Moguls and Cliffs
Time, as the saying goes, was invented to keep everything from happening at once. If so, it has recently been falling down on the job. There are rather too many subplots in this particular movie, which can’t decide whether it is an anthology of short subjects or a sweeping political epic. In the area of economics alone, a great many themes are in play at once, cycles on top of cycles on top of cycles superimposed on trends that slope one way in the medium term and another in the long term. To some extent, surely, this complexity is nothing new. In an important way, however, I think it is. Both critics and boosters of the status quo are talking through their hats. Almost anything could happen in the next couple of years. For example:
On general principles, it’s a good bet that the United States cannot go on running huge trade and budget deficits indefinitely; but it’s also true that the world has already subsidized us for a very long time now—at least since Nixon’s time—and maybe that charity will continue for quite a while longer out of political calculation or sheer inertia. There are reasons, after all, why we’ve been able to live beyond our means for an extended period. To some extent the foreign investment was protection money, an imperial bonus. To some extent it was a premium that reflected the political stability of the United States in a dangerous world. Our artificially high level of consumption has also provided a Keynsian stimulus to a world that suffers from a more or less permanent deficit of effective demand because of great and growing inequality. The same low wages that make Chinese or Indian goods cheap, guarantee that they will have to be sold internationally. Hence America has filled a so-far indispensable role in leading the planet out of a series of recessions. All of these circumstances could change rapidly, however. The Euro could easily replace the dollar. The growth of an internal market in China and other nations could lessen the world’s dependence on the American dumping ground. Inflation in the price of industrial inputs such as oil and metals is already putting pressure on the artificially low prices for commodities that keep our domestic proles in line. A major geopolitical shock could also result in serious inflation: if the paper billionaires suddenly had to spend their money on consumption or real investment or if wealth were somehow to be distributed more evenly, it would become instantly obvious that growth in goods and real services over the last ten years has lagged far behind the production of zeroes on bank statements.

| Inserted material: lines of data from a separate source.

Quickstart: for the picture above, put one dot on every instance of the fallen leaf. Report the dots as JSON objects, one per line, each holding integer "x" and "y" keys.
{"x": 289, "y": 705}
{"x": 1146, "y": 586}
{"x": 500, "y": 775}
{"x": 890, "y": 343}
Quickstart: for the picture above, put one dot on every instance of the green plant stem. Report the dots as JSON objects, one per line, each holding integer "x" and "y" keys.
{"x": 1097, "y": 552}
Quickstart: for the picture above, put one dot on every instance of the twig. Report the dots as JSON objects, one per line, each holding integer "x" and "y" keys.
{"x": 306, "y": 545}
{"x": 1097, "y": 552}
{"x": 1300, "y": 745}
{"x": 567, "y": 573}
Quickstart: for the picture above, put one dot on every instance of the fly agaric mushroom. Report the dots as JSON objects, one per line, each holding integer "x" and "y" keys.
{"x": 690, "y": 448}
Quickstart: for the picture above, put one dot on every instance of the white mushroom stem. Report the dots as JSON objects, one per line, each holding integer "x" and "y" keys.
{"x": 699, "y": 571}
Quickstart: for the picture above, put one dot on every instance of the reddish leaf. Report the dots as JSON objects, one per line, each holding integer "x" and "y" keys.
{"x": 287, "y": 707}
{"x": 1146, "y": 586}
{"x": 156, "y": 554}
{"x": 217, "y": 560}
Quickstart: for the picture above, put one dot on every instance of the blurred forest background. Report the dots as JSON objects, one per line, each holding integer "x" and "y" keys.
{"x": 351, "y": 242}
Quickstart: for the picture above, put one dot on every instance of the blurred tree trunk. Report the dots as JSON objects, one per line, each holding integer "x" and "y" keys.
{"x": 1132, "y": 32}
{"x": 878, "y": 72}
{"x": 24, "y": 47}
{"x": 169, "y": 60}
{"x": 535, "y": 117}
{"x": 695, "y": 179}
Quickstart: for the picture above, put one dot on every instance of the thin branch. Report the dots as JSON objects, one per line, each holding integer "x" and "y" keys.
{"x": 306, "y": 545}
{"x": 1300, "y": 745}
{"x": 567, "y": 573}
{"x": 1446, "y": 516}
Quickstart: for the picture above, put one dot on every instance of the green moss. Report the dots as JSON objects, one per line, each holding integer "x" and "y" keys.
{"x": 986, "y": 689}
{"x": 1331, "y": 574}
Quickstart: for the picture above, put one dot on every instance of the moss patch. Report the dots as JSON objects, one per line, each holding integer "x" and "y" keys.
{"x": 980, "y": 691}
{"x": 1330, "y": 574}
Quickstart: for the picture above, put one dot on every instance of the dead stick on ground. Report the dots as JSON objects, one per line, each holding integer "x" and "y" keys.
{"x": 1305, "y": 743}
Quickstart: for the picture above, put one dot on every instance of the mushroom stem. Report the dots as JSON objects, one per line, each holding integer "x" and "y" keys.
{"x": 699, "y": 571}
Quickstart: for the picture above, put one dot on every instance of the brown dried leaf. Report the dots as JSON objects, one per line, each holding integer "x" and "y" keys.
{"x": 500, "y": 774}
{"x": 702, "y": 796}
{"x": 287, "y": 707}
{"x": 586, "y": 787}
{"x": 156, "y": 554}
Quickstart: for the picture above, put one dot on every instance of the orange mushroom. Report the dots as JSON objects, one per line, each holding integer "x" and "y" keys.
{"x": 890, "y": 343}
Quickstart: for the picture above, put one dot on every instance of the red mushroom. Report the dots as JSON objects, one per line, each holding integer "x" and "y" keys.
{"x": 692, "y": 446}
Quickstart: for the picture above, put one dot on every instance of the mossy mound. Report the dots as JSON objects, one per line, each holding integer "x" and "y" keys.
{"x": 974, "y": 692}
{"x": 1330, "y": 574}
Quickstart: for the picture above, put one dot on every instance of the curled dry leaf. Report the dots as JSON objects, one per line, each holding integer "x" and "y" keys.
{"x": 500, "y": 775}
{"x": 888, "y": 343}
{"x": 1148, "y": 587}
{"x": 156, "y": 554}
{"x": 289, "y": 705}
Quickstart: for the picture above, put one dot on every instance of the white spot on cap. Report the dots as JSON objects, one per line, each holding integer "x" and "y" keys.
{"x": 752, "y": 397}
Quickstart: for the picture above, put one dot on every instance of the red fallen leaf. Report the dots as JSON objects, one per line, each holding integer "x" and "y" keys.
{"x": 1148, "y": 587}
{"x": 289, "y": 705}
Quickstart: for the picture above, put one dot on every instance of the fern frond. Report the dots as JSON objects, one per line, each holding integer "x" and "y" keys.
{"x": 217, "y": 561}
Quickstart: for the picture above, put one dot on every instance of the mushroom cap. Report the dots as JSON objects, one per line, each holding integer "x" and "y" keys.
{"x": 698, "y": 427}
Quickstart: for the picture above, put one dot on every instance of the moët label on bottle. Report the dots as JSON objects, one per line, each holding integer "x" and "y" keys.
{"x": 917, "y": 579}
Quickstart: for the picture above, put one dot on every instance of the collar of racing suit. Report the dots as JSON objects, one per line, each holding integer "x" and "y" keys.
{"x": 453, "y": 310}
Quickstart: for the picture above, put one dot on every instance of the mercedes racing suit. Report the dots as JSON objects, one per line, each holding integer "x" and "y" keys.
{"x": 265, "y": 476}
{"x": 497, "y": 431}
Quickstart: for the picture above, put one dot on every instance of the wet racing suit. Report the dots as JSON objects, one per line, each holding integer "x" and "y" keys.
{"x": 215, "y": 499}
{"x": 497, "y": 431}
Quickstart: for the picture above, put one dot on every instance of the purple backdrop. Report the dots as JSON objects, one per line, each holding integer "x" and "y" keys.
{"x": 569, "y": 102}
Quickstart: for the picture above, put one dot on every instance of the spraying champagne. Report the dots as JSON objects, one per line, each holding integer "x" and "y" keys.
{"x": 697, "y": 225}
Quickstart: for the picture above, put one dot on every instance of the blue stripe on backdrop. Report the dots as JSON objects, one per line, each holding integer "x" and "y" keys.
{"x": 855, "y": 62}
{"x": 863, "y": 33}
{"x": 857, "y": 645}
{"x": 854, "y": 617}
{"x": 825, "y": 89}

If you are very careful, you can chill water well below the freezing point and it will not turn to ice. Allow a speck of dust to fall in, however, and the whole mass congeals in a moment. I don’t know whether that sort of catastrophic change of state is likely to happen to the economy, obviously; I just don’t think it can be ruled out on the basis of the experience of the last few decades, especially granted the series of unprecedented structural changes that make up the phenomenon somewhat misleadingly called globalism.